# Stuck in a bad situation



## hard_to_detach (Jun 17, 2013)

I am two weeks away from my divorce being final. Four months ago my stbx said she wanted a divorce so she could be with her long lost love from high school. She has only worked part time for most of our marriage and for the last year has not worked since she had gone back to college. Last year she received an inheritance from her grandma that she was using to go back to school and to get new boobs and paid for a family vacation for us. My income just barely got us through but we decided it was worth the sacrifice for her to be able to get a good job.
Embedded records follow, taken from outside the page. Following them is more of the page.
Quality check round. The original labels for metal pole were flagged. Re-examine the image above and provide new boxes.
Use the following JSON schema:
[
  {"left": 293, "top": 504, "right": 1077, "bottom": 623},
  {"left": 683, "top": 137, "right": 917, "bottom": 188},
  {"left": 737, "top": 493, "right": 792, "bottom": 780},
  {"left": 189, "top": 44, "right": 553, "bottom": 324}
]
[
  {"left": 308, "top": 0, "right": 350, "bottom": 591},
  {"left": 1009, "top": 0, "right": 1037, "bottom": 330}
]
Since she didn't have a job she couldn't move out when she decided she wanted a divorce. She paid for the divorce and we did it uncontested and agreed on child custody and separating the assets. It is quite a favorable agreement for me and I'm happy with the results. The only problem is that for the last four months she has continued to live with me and does not pay rent, utilities, cell phone, etc. We do alternate weeks buying groceries but that is it as far as regular expenses go. She did buy new tires for our vehicle and school clothes for the boys. At the time we filed, we only had one vehicle so we left it as a joint asset. She purchased a cheap vehicle that I use to commute and the idea is that whoever has the boys for the week will use the nicer vehicle.

Here is my problem....as the final date approaches, I don't know how to get her out of the house. I don't have enough money to buy her half of the vehicle from her or go buy my own car. (even though it was my paycheck that paid for that car to begin with) I also don't have the money to cover a deposit on a new place to just move out. Her inheritance is dwindling fast and she can't afford to maintain the home we rent for more than a few months at this point and in four months she has not even attempt to find a job. Her excuse now is that she needs to be there for our 16 year old son who got into some trouble at school and got expelled. We were able to get him back in but he is now in therapy and she says that he cannot be left home alone which limits what she can do for work.

She has the upper hand in that she has at least some money in the bank and I do not. She owns the cheap vehicle and I can't afford to buy out her half of the other one so I am reliant on her for a car. She thinks we should just continue to live together until she figures out what to do, but it has been four months and she hasn't even tried looking for a job. Oh, her boyfriend dumped her after 2 months, so her motivation to move out is gone. Before that she was pushing hard to get the divorce finalized and I think the idea was that she would move in with him and wouldn't need to worry about working. Now that he dumped her she wants things to be good between me and we continue to live together even though we are divorced.....for the sake of our troubled son.

I know I have made mistakes in the whole process but I am completely stuck now. I don't know what to do and need her gone so I can begin to move on. Any advice is welcome.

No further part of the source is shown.